Cannellini Beans with Cabbage and Pasta

Makes: 4 servings

Time: 30 minutes

F O

Serve this piping hot on a cold day or at room temperature when it’s warm outside. Flavorful stock is key.

Other beans you can use: It’s important to use firm cooked beans, like cranberry, appaloosa, pinto, or chickpeas, that won’t break apart when tossed with the pasta.

  1. Bring a large pot of salted water to a boil over high heat. Add the cabbage and cook until just tender, 3 to 4 minutes. Use a slotted spoon or a small strainer to fish it out; drain and set aside. When the water returns to a boil, add the pasta and cook until tender but firm, 7 to 8 minutes, then drain.
  2. Meanwhile, put the oil in a large skillet over medium heat. When it’s hot, add the leeks and celery and cook until softened, 5 to 6 minutes, stirring occasionally. Add the thyme and the wine if you’re using it, and cook for another minute, until the pan is almost dry. Add the stock, beans, and reserved cabbage. Sprinkle with salt and pepper and cook until the flavors blend and everything is well heated, about 5 minutes more.
  3. Add the drained pasta to the skillet and stir gently. Taste and adjust the seasoning, sprinkle with Parmesan if you’re using it, and serve.
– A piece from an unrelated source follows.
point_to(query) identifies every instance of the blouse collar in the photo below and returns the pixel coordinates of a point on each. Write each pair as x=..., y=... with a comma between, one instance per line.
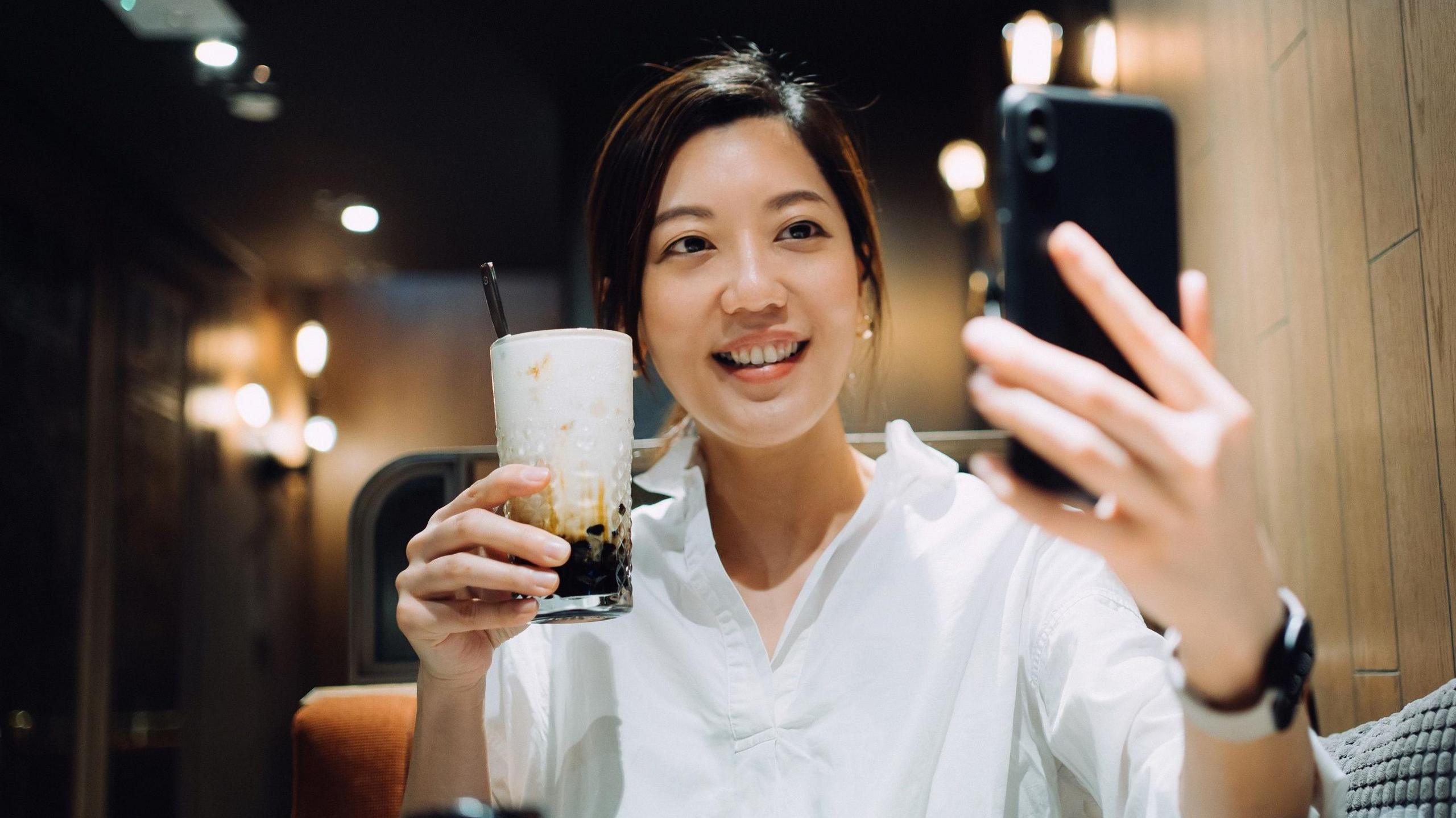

Cannellini Beans with Spinach and Pasta 
Replace the cabbage with 1 pound cleaned and trimmed spinach; no need to parboil it. Add it to the leeks and celery in Step 2 after they have softened. Add a handful of raisins or currants if you like in Step 3.

Chickpeas with Cabbage and Pearl Couscous 
Replace the cavatelli with 1 cup pearl couscous and the cannellini with chickpeas. Increase the stock to 2 cups. Omit cooking the pasta in Step 1. In Step 2, after adding the stock, chickpeas, and cabbage, bring to a boil and add the couscous. Cover and cook until just tender, about 5 minutes. Stir in a tablespoon or so harissa.